MidOS Memory Cascade

A self-tuning, auto-escalating search engine that tries each memory tier from fastest to slowest, stopping as soon as it finds a high-confidence answer.

What It Does

Instead of the agent deciding which storage layer to query, the cascade tries each tier automatically:

Tier	Storage	Latency	Strategy
T0	In-memory session cache	<1ms	Exact + fuzzy key match
T1	JSON state files	<5ms	Filename + key match
T2	SQLite (pipeline_synergy.db)	<5ms	Structured SQL LIKE
T3	SQLite FTS5	<1ms	Full-text keyword on 22K rows
T4	Grep over 46K chunks	~3s	Brute-force ripgrep fallback
T5	LanceDB keyword (BM25)	slow	670K vector rows, no embeddings
T5b	LanceDB semantic	3–30s	Embedding similarity, last resort

Question routing: Queries starting with how/what/why/etc. skip keyword tiers and route directly to semantic search.

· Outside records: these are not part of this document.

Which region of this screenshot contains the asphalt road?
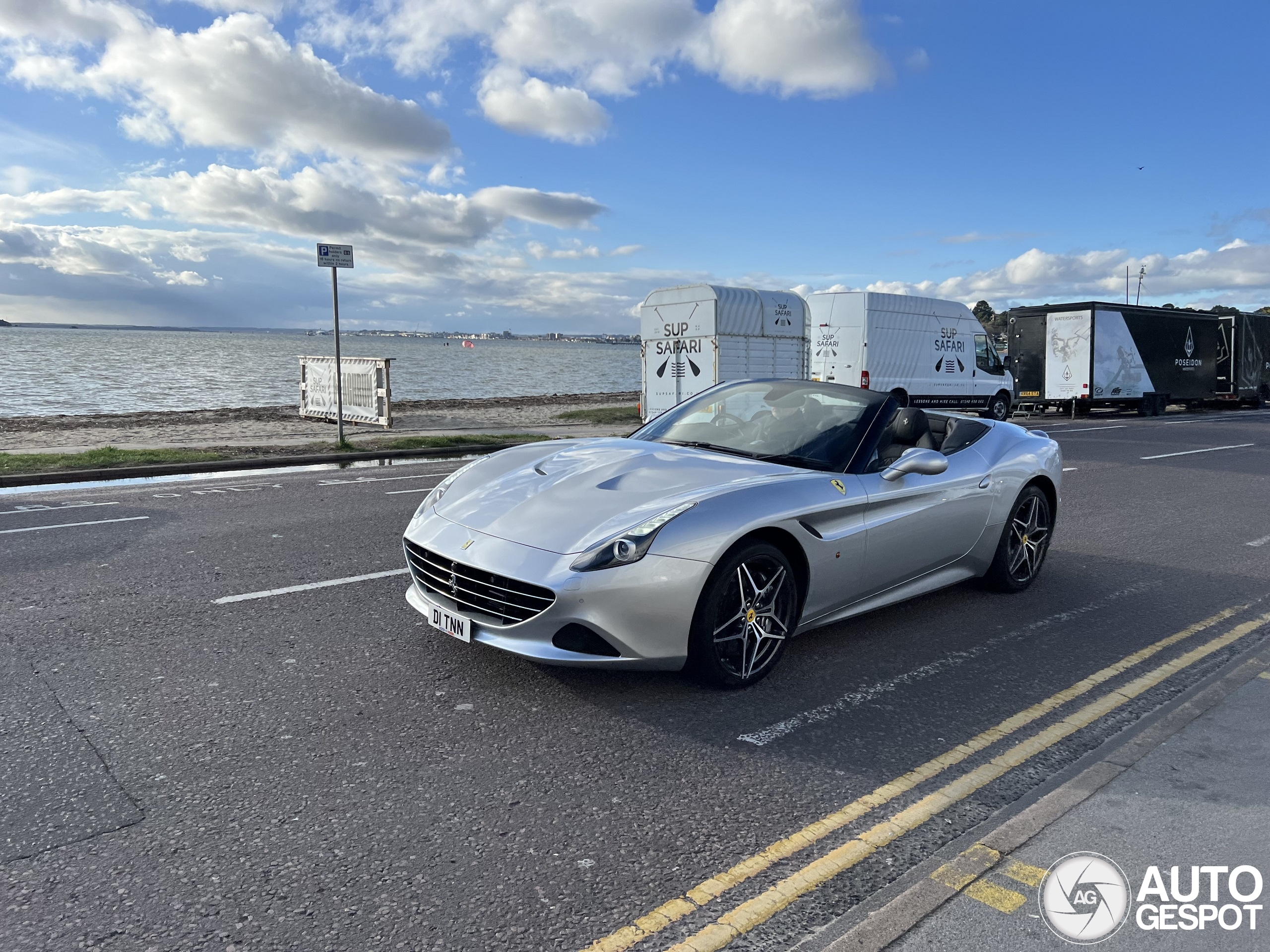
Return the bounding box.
[0,411,1270,952]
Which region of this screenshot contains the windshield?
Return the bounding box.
[633,379,887,470]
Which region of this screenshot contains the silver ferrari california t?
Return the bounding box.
[404,379,1063,687]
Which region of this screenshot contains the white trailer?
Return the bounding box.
[640,284,808,420]
[808,291,1015,419]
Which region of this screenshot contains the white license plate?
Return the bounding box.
[424,599,472,642]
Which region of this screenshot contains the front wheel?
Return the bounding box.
[984,486,1054,592]
[689,542,799,688]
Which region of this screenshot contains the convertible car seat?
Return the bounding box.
[878,406,940,469]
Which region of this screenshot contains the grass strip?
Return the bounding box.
[556,406,641,426]
[0,447,229,475]
[0,433,547,476]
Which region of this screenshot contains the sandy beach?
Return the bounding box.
[0,392,639,453]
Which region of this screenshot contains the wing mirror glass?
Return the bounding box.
[882,447,949,482]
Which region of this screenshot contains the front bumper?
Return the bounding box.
[405,512,712,670]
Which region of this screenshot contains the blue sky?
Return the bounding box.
[0,0,1270,331]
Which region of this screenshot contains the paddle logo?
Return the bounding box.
[1038,853,1130,946]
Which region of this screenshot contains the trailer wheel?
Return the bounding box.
[983,390,1010,420]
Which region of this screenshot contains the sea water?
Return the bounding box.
[0,327,640,416]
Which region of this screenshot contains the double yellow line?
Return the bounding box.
[585,604,1270,952]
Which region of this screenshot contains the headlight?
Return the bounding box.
[569,503,696,573]
[414,456,485,519]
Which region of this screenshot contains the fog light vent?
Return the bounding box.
[551,622,622,657]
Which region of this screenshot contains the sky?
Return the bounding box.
[0,0,1270,333]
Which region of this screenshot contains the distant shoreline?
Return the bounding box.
[0,321,640,345]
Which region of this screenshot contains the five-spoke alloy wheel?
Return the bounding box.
[986,486,1054,592]
[689,542,799,688]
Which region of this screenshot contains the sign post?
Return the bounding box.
[318,245,353,446]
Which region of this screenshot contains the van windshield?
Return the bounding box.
[631,379,888,471]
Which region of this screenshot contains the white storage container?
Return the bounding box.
[640,284,809,420]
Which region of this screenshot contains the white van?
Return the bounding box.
[640,284,810,420]
[807,291,1015,420]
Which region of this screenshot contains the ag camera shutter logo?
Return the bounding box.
[1038,853,1130,946]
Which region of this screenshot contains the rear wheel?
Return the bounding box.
[984,486,1054,592]
[983,391,1010,420]
[689,542,799,688]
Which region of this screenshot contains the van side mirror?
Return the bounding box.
[882,447,949,482]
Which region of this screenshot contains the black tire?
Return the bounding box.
[687,542,800,688]
[983,486,1054,592]
[983,391,1010,420]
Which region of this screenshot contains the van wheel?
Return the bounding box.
[983,391,1010,420]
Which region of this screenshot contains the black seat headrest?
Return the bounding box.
[889,406,931,446]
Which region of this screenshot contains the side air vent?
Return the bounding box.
[551,622,621,657]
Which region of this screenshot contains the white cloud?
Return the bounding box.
[478,70,608,145]
[524,241,599,261]
[865,240,1270,306]
[155,272,207,288]
[0,0,452,163]
[0,163,605,260]
[698,0,884,97]
[308,0,887,143]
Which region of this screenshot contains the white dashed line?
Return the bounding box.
[1138,443,1256,460]
[0,503,118,515]
[1054,422,1129,437]
[212,569,410,605]
[0,515,150,536]
[318,470,452,486]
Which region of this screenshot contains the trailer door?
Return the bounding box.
[1045,311,1093,400]
[1216,315,1236,394]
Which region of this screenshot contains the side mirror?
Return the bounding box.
[882,447,949,482]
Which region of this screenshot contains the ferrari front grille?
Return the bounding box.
[405,539,555,625]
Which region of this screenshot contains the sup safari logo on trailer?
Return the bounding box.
[808,291,1014,420]
[640,284,807,420]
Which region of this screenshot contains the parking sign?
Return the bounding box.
[318,245,353,268]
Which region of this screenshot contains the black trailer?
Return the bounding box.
[1006,301,1224,414]
[1218,313,1270,406]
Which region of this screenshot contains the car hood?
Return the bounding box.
[437,439,792,553]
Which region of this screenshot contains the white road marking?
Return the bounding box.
[0,503,118,515]
[318,470,453,486]
[0,515,150,536]
[1138,443,1256,460]
[1058,422,1129,437]
[212,569,410,605]
[737,581,1162,746]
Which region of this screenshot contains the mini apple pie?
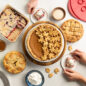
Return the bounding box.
[61,19,84,42]
[3,51,26,74]
[27,24,62,61]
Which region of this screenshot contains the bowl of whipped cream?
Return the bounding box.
[25,70,45,86]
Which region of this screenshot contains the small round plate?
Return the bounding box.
[30,8,48,23]
[25,70,45,86]
[61,54,77,70]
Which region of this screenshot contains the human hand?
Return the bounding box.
[28,0,38,14]
[71,50,86,64]
[64,69,83,81]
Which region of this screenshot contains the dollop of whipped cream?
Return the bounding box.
[28,72,42,85]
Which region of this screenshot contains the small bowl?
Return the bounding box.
[51,7,66,21]
[25,70,45,86]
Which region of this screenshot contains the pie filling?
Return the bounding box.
[28,24,62,61]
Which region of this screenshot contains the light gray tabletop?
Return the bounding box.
[0,0,86,86]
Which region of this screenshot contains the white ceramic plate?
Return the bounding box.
[61,54,77,70]
[25,23,65,63]
[30,8,48,23]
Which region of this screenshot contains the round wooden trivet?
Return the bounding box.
[22,21,66,66]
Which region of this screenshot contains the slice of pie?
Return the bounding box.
[27,24,62,61]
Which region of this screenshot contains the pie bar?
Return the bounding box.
[0,7,28,42]
[27,24,62,61]
[3,51,26,74]
[61,19,84,42]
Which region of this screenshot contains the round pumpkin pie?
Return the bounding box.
[27,24,62,61]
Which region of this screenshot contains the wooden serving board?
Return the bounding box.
[22,21,67,66]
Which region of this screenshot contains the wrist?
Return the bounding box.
[79,76,86,83]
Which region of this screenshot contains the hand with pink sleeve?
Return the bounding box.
[28,0,38,14]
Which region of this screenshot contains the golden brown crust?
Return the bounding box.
[27,24,62,61]
[61,19,84,42]
[3,51,26,74]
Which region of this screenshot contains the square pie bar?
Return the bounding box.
[0,7,28,42]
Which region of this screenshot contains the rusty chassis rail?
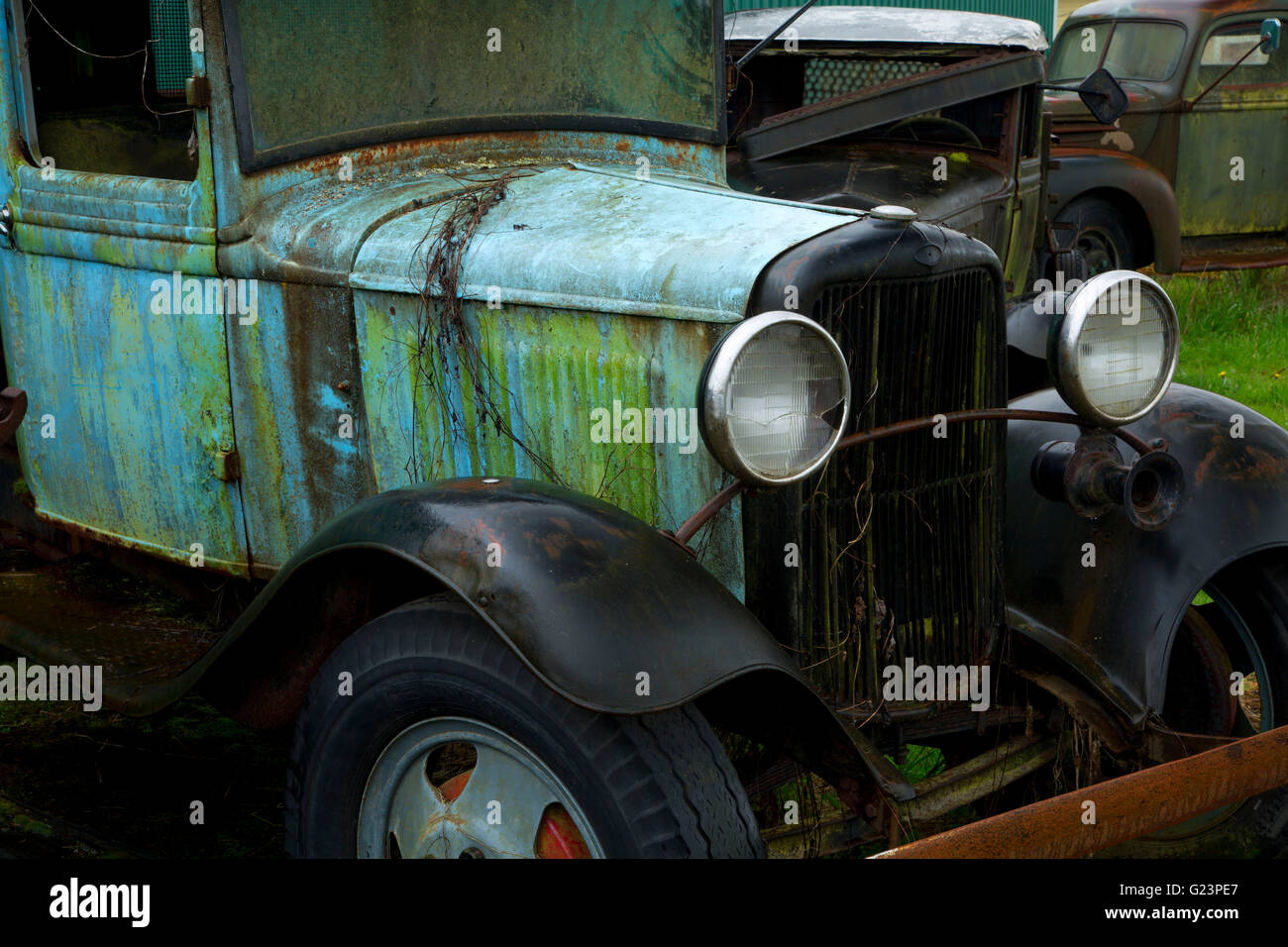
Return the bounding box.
[664,407,1159,546]
[873,727,1288,858]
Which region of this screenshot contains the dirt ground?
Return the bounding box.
[0,650,286,858]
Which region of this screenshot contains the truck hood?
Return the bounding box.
[729,146,1005,233]
[220,162,858,322]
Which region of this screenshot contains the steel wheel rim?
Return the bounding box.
[358,716,604,858]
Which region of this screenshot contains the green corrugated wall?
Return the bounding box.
[725,0,1056,40]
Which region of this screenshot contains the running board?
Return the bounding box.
[0,550,222,708]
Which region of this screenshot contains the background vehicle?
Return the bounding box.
[1046,0,1288,271]
[725,7,1179,288]
[0,0,1288,857]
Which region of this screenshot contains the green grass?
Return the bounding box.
[1164,268,1288,427]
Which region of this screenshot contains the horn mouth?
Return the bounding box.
[1124,451,1185,531]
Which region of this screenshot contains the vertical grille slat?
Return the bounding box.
[748,268,1006,706]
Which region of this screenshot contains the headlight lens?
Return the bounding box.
[698,312,850,485]
[1047,269,1180,427]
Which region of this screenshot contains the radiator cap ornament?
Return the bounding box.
[868,204,917,220]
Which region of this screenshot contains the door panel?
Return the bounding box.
[1176,12,1288,237]
[0,1,249,575]
[0,249,246,574]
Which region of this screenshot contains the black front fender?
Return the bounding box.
[1006,385,1288,724]
[198,478,912,798]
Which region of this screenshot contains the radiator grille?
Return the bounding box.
[763,269,1006,707]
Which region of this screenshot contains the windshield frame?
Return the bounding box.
[219,0,726,172]
[1047,17,1190,85]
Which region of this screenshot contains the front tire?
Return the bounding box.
[1105,552,1288,858]
[1047,197,1142,281]
[286,598,764,858]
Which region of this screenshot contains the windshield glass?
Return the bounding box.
[1051,21,1185,82]
[224,0,722,167]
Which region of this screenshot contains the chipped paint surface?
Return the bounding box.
[355,290,742,596]
[0,252,246,573]
[352,167,855,322]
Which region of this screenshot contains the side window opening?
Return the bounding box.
[1195,20,1288,89]
[14,0,197,180]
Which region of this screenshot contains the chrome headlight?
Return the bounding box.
[698,312,850,487]
[1047,269,1180,428]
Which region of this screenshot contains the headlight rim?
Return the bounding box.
[698,309,853,488]
[1047,269,1180,429]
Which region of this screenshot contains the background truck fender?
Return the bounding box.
[1047,147,1181,273]
[1006,384,1288,724]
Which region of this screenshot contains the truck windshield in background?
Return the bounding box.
[1050,21,1185,82]
[224,0,722,168]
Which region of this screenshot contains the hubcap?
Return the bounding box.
[1077,228,1121,277]
[358,717,602,858]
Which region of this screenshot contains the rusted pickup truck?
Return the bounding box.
[1046,0,1288,271]
[0,0,1288,858]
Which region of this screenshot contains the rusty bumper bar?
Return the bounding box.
[873,727,1288,858]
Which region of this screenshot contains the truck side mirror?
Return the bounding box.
[1261,17,1279,54]
[1078,68,1127,125]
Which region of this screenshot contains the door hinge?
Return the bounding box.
[215,450,241,483]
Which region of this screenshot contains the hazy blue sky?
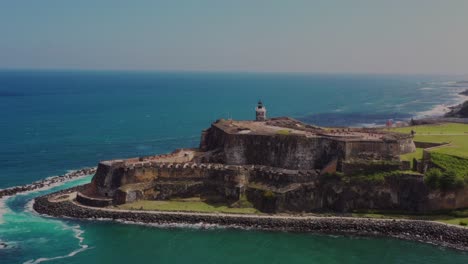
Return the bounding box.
[0,0,468,74]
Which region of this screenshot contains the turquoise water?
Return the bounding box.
[0,71,468,263]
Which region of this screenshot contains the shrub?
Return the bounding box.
[439,170,457,190]
[263,190,275,199]
[424,168,442,189]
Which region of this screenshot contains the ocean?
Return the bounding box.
[0,70,468,263]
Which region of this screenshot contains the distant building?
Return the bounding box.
[255,101,266,121]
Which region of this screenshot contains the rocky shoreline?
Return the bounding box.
[33,186,468,251]
[0,167,96,199]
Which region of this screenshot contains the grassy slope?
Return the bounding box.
[392,123,468,160]
[112,198,259,214]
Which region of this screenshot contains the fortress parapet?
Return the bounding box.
[77,103,432,211]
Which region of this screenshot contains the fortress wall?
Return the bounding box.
[345,140,400,159]
[223,135,342,170]
[249,166,318,186]
[398,137,416,155]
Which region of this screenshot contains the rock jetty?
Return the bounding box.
[33,186,468,251]
[0,167,96,199]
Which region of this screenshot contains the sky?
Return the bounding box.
[0,0,468,75]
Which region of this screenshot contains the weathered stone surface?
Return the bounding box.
[33,188,468,250]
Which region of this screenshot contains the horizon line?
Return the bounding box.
[0,67,462,78]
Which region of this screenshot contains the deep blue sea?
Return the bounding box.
[0,71,468,264]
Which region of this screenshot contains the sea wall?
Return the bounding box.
[90,161,468,212]
[33,190,468,250]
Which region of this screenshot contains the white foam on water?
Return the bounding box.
[24,222,89,264]
[415,86,468,118]
[0,170,89,263]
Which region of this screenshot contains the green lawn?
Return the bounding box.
[113,198,260,214]
[400,148,423,166]
[392,123,468,160]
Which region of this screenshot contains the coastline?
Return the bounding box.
[413,87,468,119]
[33,185,468,251]
[0,167,97,199]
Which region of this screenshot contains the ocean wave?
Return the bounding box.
[414,89,468,118]
[24,222,89,264]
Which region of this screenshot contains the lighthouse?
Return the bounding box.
[255,101,266,121]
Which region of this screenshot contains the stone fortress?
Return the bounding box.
[76,102,468,212]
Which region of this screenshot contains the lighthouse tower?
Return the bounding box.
[255,101,266,121]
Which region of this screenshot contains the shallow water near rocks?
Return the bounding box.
[0,71,468,264]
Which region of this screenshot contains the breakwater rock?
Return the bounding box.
[0,167,96,199]
[33,186,468,251]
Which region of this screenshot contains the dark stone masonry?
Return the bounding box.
[34,186,468,251]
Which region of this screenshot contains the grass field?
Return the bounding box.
[392,123,468,160]
[112,197,260,214]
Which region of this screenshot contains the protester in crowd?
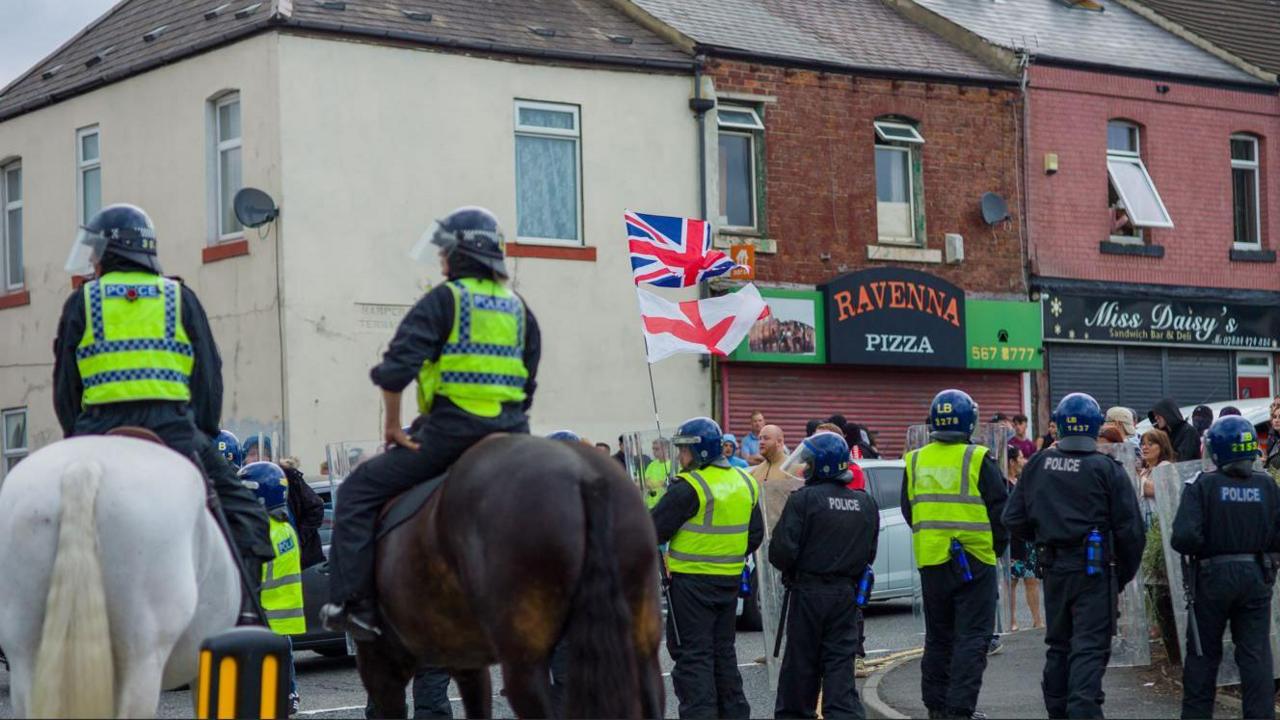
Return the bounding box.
[1009,453,1044,633]
[750,425,787,483]
[1147,397,1201,462]
[737,410,764,465]
[1138,428,1178,528]
[722,433,750,470]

Self-learning: The cascade records which tier resolves each query. After enough history, evolve() learns shortcuts (skip directly to the winning tier) and marks consistently-empty tiers for skip.

Usage

Python API

from tools.memory.memory_cascade import recall, store

# Search across all tiers
result = recall("adaptive alpha reranking")
# → {"answer": {...}, "tier": "T5:lancedb", "latency_ms": 340, "confidence": 0.87}

# Write to the right storage automatically
store("pattern", content="...", tags=["ml", "reranking"])

CLI

# Search
python memory_cascade.py recall "query here"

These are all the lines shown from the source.